Friday, August 26, 2022

Book Review: THE PALLBEARERS CLUB by Paul Tremblay

THE PALLBEARERS CLUB by Paul Tremblay (William Morrow And Company, July 2022) Hardcover, 288 pages.  ISBN # 0063069911 / 9780063069916  


From the synopsis on the Goodreads website . . . . .


      A cleverly voiced psychological thriller about an unforgettable—and unsettling—friendship, with blood-chilling twists, crackling wit, and a thrumming pulse in its veins, from the nationally bestselling author of The Cabin at the End of the World and Survivor Song.


What if the coolest girl you've ever met decided to be your friend?


Art Barbara was so not cool. He was a seventeen-year-old high school loner in the late 1980s who listened to hair metal, had to wear a monstrous back-brace at night for his scoliosis, and started an extracurricular club for volunteer pallbearers at poorly attended funerals. But his new friend thought the Pallbearers Club was cool. And she brought along her Polaroid camera to take pictures of the corpses.

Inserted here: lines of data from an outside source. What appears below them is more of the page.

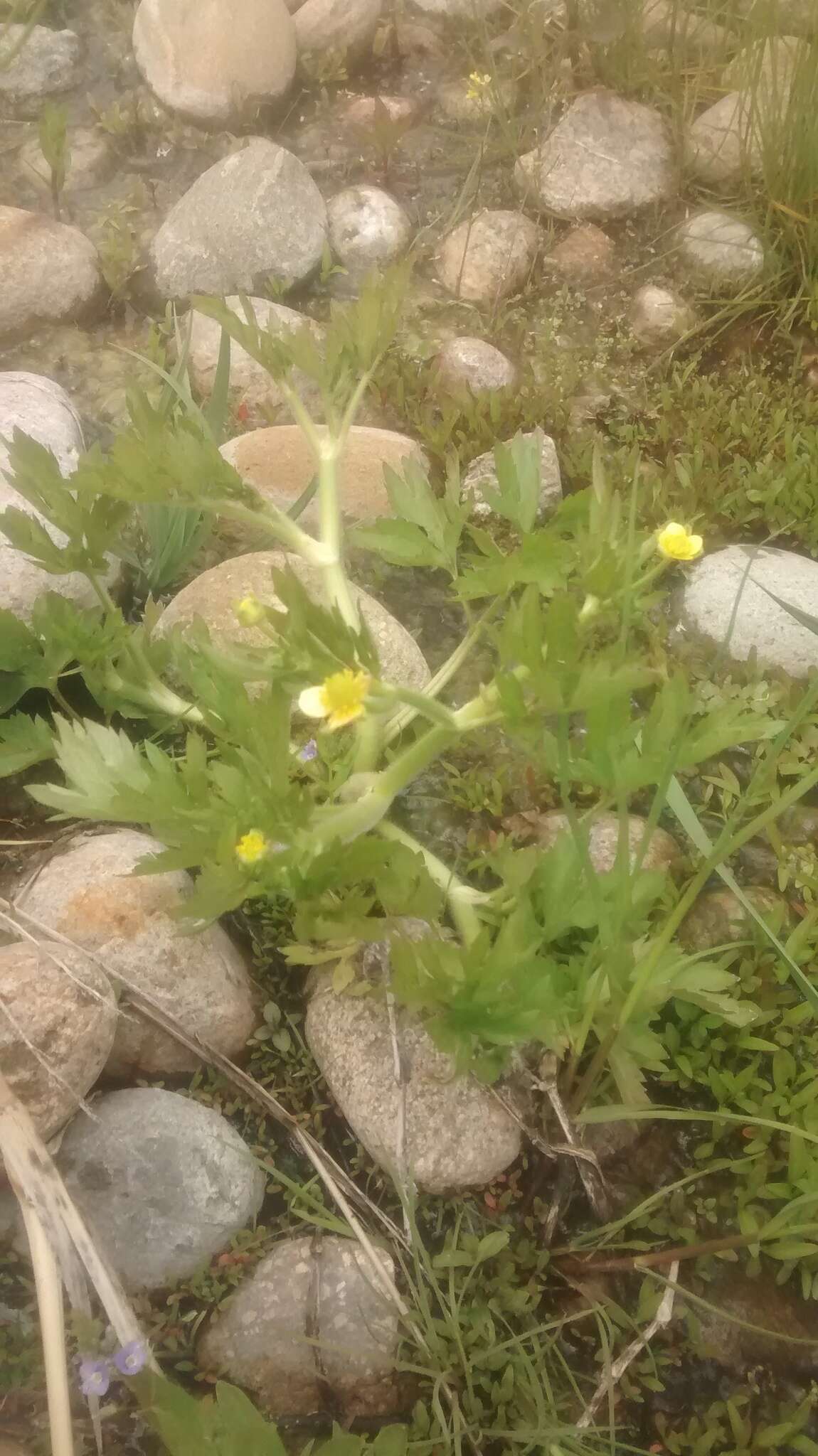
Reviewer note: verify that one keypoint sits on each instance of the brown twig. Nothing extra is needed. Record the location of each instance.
(626, 1359)
(644, 1261)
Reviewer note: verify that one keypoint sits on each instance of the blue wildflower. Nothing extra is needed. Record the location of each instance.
(95, 1376)
(132, 1357)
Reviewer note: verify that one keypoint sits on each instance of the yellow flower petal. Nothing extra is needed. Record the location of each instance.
(339, 698)
(345, 715)
(312, 702)
(677, 543)
(249, 611)
(250, 847)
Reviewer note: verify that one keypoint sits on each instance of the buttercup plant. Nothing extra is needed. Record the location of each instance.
(545, 948)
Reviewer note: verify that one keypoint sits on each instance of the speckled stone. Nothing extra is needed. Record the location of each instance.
(456, 1133)
(721, 250)
(41, 410)
(367, 229)
(216, 60)
(89, 893)
(718, 918)
(603, 840)
(488, 257)
(606, 158)
(46, 63)
(583, 258)
(659, 318)
(482, 472)
(342, 26)
(164, 1181)
(280, 465)
(50, 273)
(474, 366)
(214, 594)
(250, 218)
(727, 593)
(57, 1022)
(309, 1324)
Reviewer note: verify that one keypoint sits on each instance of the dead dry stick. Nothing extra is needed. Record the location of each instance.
(335, 1179)
(587, 1162)
(635, 1349)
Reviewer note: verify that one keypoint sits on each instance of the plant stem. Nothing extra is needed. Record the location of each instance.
(727, 845)
(278, 525)
(406, 715)
(683, 1251)
(462, 897)
(336, 584)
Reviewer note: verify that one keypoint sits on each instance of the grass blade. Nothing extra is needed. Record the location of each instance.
(679, 803)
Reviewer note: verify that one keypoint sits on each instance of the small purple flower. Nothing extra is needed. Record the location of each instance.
(132, 1357)
(95, 1376)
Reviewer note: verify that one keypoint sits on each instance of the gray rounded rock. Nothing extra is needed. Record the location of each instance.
(721, 250)
(41, 63)
(342, 26)
(162, 1181)
(367, 229)
(306, 1290)
(721, 143)
(482, 472)
(253, 389)
(90, 161)
(606, 158)
(50, 273)
(459, 9)
(472, 365)
(254, 218)
(213, 599)
(216, 62)
(90, 894)
(605, 836)
(280, 465)
(583, 258)
(659, 318)
(41, 410)
(489, 257)
(727, 601)
(456, 1133)
(57, 1022)
(718, 918)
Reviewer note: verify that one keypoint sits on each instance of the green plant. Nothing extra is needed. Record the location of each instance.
(53, 133)
(228, 1424)
(743, 1426)
(583, 963)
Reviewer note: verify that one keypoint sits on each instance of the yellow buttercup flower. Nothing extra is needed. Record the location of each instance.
(677, 543)
(250, 847)
(478, 83)
(341, 698)
(249, 611)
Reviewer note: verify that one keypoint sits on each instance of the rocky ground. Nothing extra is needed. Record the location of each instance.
(575, 208)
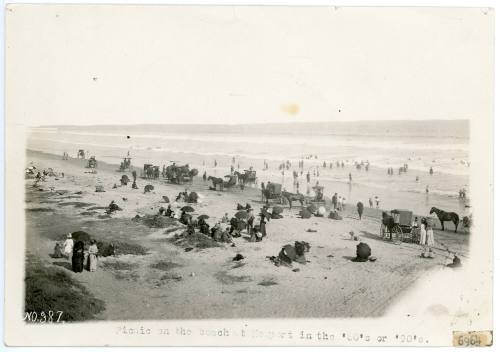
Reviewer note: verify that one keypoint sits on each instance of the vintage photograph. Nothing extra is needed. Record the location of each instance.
(228, 162)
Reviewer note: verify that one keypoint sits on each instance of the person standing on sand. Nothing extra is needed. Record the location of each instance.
(429, 232)
(93, 256)
(68, 246)
(423, 233)
(78, 257)
(262, 225)
(360, 207)
(250, 221)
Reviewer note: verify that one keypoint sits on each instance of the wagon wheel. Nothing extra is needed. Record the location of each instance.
(397, 234)
(382, 231)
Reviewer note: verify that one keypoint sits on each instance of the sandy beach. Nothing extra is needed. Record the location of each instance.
(164, 281)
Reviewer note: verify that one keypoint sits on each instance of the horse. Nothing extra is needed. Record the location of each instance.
(446, 216)
(389, 223)
(246, 177)
(217, 181)
(290, 197)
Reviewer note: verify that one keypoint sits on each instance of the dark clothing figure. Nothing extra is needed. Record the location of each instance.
(335, 201)
(363, 252)
(57, 251)
(263, 226)
(204, 227)
(77, 258)
(169, 211)
(185, 218)
(250, 223)
(360, 207)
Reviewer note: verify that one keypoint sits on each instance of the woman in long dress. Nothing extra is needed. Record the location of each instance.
(430, 232)
(93, 256)
(423, 232)
(78, 257)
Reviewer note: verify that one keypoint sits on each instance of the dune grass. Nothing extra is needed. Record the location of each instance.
(52, 289)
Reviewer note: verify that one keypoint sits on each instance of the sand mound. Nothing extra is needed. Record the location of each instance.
(156, 221)
(197, 240)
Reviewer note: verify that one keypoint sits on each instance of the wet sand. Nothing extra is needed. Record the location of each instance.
(169, 283)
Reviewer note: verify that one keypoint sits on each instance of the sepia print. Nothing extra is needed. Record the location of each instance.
(234, 175)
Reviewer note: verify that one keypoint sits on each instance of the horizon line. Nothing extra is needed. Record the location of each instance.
(247, 123)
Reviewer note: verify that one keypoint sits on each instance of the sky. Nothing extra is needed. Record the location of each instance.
(84, 65)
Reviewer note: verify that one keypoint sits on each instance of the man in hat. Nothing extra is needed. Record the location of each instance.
(250, 219)
(68, 246)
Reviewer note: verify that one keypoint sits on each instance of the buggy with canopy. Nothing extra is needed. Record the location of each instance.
(400, 227)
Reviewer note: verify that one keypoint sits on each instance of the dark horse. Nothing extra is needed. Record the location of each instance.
(290, 197)
(245, 178)
(389, 223)
(217, 181)
(446, 216)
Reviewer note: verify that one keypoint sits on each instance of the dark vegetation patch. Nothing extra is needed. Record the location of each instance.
(120, 247)
(76, 204)
(197, 240)
(156, 221)
(122, 270)
(39, 210)
(173, 229)
(97, 208)
(52, 289)
(268, 282)
(171, 276)
(228, 279)
(238, 265)
(117, 265)
(165, 265)
(89, 213)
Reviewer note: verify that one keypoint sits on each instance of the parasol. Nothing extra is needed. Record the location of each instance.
(305, 214)
(277, 210)
(242, 214)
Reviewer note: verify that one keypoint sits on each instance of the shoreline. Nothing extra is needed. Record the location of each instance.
(170, 283)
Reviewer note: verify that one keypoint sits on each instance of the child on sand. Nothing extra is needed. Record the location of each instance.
(93, 256)
(68, 246)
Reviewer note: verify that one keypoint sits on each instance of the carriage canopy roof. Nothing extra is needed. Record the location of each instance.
(405, 216)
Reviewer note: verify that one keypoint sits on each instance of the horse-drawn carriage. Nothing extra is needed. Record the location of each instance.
(126, 164)
(92, 163)
(179, 174)
(80, 154)
(151, 171)
(398, 226)
(273, 192)
(247, 177)
(319, 196)
(229, 181)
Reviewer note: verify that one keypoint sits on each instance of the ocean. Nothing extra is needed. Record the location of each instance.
(442, 145)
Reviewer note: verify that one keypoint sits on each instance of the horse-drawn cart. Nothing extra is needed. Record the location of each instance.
(272, 192)
(398, 226)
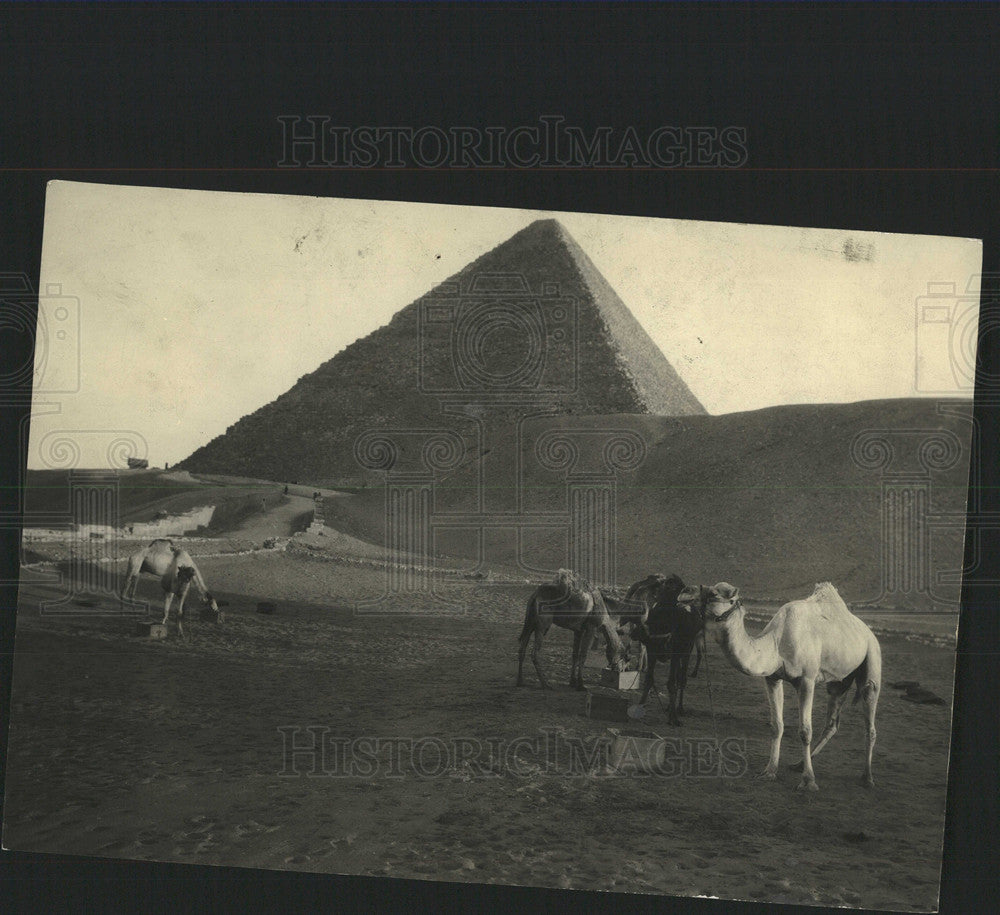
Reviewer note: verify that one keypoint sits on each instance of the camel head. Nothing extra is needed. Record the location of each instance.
(719, 602)
(567, 579)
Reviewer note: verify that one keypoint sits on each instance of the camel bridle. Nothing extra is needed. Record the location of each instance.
(721, 618)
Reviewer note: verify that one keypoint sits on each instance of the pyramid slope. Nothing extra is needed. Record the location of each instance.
(657, 384)
(308, 433)
(770, 500)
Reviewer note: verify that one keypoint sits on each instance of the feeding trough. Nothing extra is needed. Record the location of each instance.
(607, 704)
(150, 630)
(621, 679)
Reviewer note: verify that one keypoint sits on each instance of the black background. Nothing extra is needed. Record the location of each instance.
(880, 117)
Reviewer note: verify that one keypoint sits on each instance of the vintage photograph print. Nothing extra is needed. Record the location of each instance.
(492, 545)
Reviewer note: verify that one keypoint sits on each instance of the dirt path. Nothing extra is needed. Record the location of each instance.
(278, 520)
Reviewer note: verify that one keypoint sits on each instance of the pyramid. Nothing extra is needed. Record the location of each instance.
(531, 320)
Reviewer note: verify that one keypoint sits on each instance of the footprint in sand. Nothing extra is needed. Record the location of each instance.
(251, 828)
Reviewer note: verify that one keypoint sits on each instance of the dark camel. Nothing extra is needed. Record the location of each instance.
(670, 633)
(572, 604)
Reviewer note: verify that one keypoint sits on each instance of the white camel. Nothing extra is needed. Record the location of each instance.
(176, 571)
(806, 640)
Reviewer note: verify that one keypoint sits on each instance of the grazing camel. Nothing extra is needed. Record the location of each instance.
(670, 634)
(572, 604)
(805, 641)
(176, 570)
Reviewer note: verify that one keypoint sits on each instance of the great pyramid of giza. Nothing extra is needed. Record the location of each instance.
(530, 321)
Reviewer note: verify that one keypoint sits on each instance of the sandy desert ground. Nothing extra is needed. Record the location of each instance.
(173, 750)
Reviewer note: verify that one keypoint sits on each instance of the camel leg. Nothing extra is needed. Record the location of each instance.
(682, 675)
(180, 611)
(838, 693)
(581, 644)
(697, 660)
(166, 607)
(673, 687)
(648, 684)
(869, 695)
(522, 648)
(807, 689)
(535, 649)
(776, 703)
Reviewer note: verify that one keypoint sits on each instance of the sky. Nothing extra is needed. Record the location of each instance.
(189, 309)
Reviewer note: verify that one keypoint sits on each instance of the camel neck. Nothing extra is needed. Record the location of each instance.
(756, 657)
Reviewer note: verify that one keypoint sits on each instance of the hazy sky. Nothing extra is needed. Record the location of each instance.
(199, 307)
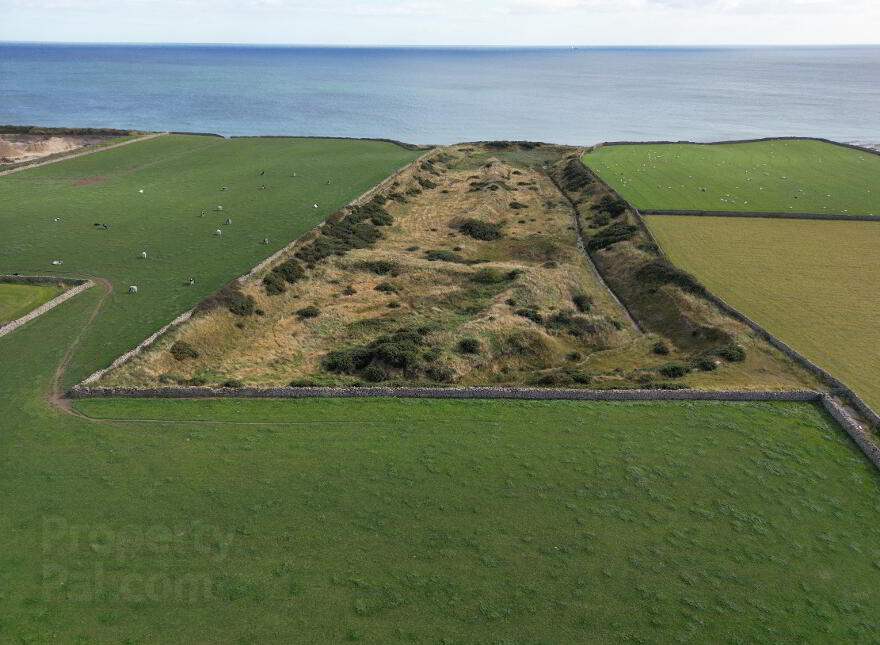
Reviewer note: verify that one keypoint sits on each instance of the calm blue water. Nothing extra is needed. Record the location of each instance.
(447, 95)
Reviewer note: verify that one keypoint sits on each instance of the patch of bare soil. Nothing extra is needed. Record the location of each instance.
(16, 148)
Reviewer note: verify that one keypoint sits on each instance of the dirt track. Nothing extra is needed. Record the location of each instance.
(81, 153)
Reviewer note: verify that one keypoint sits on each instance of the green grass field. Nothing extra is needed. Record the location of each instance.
(810, 283)
(181, 176)
(396, 521)
(767, 176)
(18, 299)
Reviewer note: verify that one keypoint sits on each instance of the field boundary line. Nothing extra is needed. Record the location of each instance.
(78, 287)
(761, 214)
(261, 266)
(579, 233)
(82, 153)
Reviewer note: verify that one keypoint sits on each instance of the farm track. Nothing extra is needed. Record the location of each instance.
(81, 153)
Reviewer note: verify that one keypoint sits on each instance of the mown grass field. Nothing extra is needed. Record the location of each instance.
(385, 521)
(767, 176)
(18, 299)
(181, 176)
(811, 283)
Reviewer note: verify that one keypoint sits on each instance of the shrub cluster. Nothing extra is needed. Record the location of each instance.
(231, 297)
(342, 233)
(480, 230)
(582, 302)
(309, 312)
(617, 232)
(379, 267)
(400, 350)
(659, 272)
(673, 370)
(660, 348)
(608, 204)
(181, 350)
(575, 177)
(733, 353)
(449, 256)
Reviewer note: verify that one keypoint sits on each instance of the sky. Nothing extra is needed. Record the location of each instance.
(445, 22)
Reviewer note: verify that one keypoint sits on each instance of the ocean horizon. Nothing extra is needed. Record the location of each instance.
(444, 94)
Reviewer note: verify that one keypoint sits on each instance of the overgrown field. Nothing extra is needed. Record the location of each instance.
(813, 284)
(768, 176)
(18, 299)
(181, 177)
(467, 271)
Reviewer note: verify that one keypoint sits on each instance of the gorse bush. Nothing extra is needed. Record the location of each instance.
(379, 267)
(608, 204)
(733, 353)
(385, 287)
(309, 312)
(659, 272)
(469, 346)
(480, 230)
(582, 302)
(660, 348)
(575, 176)
(673, 370)
(181, 351)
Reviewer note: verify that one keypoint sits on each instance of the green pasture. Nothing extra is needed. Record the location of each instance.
(181, 176)
(18, 299)
(798, 176)
(384, 520)
(813, 284)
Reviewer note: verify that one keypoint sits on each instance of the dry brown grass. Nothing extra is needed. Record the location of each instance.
(278, 347)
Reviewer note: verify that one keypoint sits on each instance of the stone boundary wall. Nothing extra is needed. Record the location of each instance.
(451, 392)
(366, 196)
(78, 287)
(838, 413)
(764, 214)
(853, 429)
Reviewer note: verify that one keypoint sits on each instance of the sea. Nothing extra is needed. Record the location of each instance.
(575, 95)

Okay, that part was a little weird.


So was her obsessive knowledge of a notorious bit of New England folklore that involved digging up the dead. And there were other strange things—terrifying things—that happened when she was around, usually at night. But she was his friend, so it was okay, right?


Decades later, Art tries to make sense of it all by writing The Pallbearers Club: A Memoir. But somehow this friend got her hands on the manuscript and, well, she has some issues with it. And now she's making cuts.


Seamlessly blurring the lines between fiction and memory, the supernatural and the mundane, The Pallbearers Club is an immersive, suspenseful portrait of an unusual and disconcerting relationship. 


My Five-Star Review on the Goodreads website . . . . .

     THE PALLBEARERS CLUB marks a first for the works of Paul Tremblay, who I consider one of the most creative modern writers of horror, always experimenting and messing with some familiar tropes of the genre. This is the first time I have seen so many negative reviews of his work on the Goodreads site. A divisive novel, to be sure . . . . you'll either hate it or love it. I love it. I've already bookmarked this for a second reading in 2023 or later. 


     With this novel, Tremblay takes a stab at writing literary fiction, but manages to keep it real. As he states in the afterword, the main character (Art Barbara, not even the narrator's true name) is based on Tremblay. The identification of specific landmarks and past locales in Providence R.I. / Boston MA are testament to his knowledge of the area and certainly help to cement that realistic feel. Plus, this reads like an actual memoir that someone other than Tremblay might have written because it's different than his other writings, complete with lengthy sections that could have benefited from some revision (on purpose, I believe), awkward comparisons, and even errors.


    

The brilliance of this novel, and what kept me going despite the length and the afore-mentioned drawn-out scenes, is the way that it is told. This is a fictional memoir detailing the coming-of-age of Art and the on-again, off-again decades long friendship/relationship with an equally intriguing and strange character identified as Mercy (the novel also alleges to this not being her true name, one of the clever side plots inserted by Tremblay). Mercy finds the unpublished manuscript and makes red-line notations in the margins, and writes lengthy and often brutal critiques at the end of chapters. 


     This is not a straight-up horror novel despite the presence of supernatural elements and suspicions about the true character of Mercy and later, Art. Also, as with his other novels, Tremblay has a way of creating reader suspicion that the supernatural and weird scenes in his novels have a rational explanation. Madness, a vivid imagination, and coincidence are just a few that come to mind in THE PALLBEARERS CLUB.


          While there are some frightening and disturbing scenes THE PALLBEARERS CLUB is more about the strange relationship (I would hesitate to call it romance) between the two primary characters. 


      Tremblay even pokes fun at the story and himself, red-lining the title page to cross out "Art Barbara" as author and insert "Paul Tremblay" and then cross out "a memoir" and insert "a novel" on the title page. Later in the book, the characters refer to a paranormal incident in the neighborhood which occurs in Tremblay's A HEAD FULL OF GHOSTS novel.


     There are a plethora of musical references sprinkled throughout the novel as music, specifically 1980's rock from Bob Mould and Husker Du, plays a large part in the life and troubled careers of Art Barbara. There's even a Spotify playlist based on The Pallbearers Club which features every song mentioned in the novel. 

     There's a lot to absorb and reflect on here. Anyone who invests in at least 50 pages of this novel is not likely to so easily dismiss it. I believe it belongs on the short list of Tremblay's best works.